Disons le clairement : ce serait la pire des solutions. Ses conséquences seraient incalculables : effondrement du secteur financier grec, déstabilisation de la BCE (qui détient 90 milliards de prêts sur les banques grecques), contagion à l’Espagne, l’Irlande et le Portugal, avec à la clé une explosion des coûts de financement dans toute l’Europe. Pire encore : elle ne changerait rien au problème grec. Même après une restructuration « hard » ou « soft » (« reprofilage », « rééchelonnement », « offre d’échange volontaire » ou « roulement des positions », lesquels s’avéreraient tous par ailleurs techniquement périlleux), la Grèce se retrouverait très probablement à nouveau… en situation de non solvabilité en 2015 ou 2016.

En réalité, la crise grecque durera tant que la Grèce n’arrivera pas à redresser son économie. Et elle ne pourra redresser son économie tant qu’elle restera écrasée par le poids de sa dette. La Grèce par ailleurs ne pourra s’en sortir seule.

Dans de telles conditions, entre l’Europe et le chaos, nous choisissons l’Europe !

La seule décision qui fasse sens sur le long terme et donne de la consistance au projet de gouvernance économique européenne est une européanisation de la dette grecque, c’est-à-dire son rachat par la Banque Centrale Européenne (BCE) et par le Mécanisme Européen de Stabilité (MSE).

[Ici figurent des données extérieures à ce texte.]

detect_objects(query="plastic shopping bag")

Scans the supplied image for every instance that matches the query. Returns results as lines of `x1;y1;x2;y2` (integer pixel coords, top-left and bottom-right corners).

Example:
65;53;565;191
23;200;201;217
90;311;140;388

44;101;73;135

Les avantages seraient majeurs. D’abord, l’arrêt de toute spéculation en Europe sur la dette grecque, et de tout risque de contagion aux autres pays européens. Placée intégralement sous le « masque à oxygène » européen, la Grèce verrait immédiatement chuter le taux moyen appliqué à sa dette souveraine à 4% environ. Ce rachat se ferait au cours actuel du « marché », soit à un taux inférieur entre 30% et 40% au nominal des titres. Les délais de remboursement très favorables octroyés en mars à une partie de la dette grecque seraient immédiatement appliqués à sa totalité, avec un paiement des dernières échéances reportées en mai 2021 contre 2015 aujourd’hui.

Trop favorable à la Grèce ? L’« européanisation » de la dette grecque ne signifiera pas son annulation. La Grèce devra consentir de lourds sacrifices pour revenir à une trajectoire financière plus « acceptable », mais dans le cadre d’échéances de remboursement assouplies, de taux d’intérêts abaissés, et d’un engagement politique de redressement pluri-annuel avec son unique « créancier » désormais : le reste de l’Europe, à la place de la pression spéculative incessante des marchés.

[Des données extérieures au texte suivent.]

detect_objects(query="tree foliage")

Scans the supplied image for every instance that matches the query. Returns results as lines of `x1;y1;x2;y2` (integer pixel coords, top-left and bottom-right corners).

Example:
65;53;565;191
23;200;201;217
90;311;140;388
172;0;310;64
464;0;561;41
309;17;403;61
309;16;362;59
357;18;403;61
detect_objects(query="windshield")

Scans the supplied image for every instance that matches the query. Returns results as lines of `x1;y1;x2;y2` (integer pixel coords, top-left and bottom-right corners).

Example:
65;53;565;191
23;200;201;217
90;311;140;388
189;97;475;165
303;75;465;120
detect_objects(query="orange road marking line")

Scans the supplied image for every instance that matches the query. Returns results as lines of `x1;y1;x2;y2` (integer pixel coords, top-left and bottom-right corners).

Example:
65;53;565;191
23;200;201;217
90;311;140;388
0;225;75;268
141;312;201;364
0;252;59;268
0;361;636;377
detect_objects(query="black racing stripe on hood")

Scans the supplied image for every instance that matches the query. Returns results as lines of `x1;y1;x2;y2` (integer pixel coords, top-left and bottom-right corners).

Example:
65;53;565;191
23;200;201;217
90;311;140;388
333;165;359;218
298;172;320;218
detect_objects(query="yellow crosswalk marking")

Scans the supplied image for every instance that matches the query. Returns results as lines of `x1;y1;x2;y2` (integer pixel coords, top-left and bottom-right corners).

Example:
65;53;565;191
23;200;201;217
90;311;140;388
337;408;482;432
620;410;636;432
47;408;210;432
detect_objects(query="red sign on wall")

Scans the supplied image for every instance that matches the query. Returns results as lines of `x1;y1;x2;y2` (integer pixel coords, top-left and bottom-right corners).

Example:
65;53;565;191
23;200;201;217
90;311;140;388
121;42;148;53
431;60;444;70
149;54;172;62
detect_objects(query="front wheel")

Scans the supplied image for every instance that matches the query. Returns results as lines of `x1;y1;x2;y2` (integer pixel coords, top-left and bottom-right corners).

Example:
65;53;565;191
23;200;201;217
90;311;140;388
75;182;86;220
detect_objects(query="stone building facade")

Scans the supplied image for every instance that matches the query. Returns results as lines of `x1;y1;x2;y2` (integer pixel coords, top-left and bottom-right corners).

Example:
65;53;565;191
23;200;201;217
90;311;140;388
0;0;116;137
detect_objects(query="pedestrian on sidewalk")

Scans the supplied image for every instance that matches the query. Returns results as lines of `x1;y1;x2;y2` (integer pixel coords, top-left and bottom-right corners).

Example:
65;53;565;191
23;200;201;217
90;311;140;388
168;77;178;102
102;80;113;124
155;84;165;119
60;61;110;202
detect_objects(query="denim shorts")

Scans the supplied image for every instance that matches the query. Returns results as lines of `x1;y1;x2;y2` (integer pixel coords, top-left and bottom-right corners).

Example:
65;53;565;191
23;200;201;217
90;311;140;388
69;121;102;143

Trop favorable au secteur financier ? Le rachat de la dette que nous proposons se ferait avec une importante décote – de l’ordre de 30% par rapport au nominal. N’oublions pas en outre que, les difficultés de la Grèce viennent moins des banques prêteuses que… des libertés prises par le gouvernement grec avec ses comptes publics à une certaine époque…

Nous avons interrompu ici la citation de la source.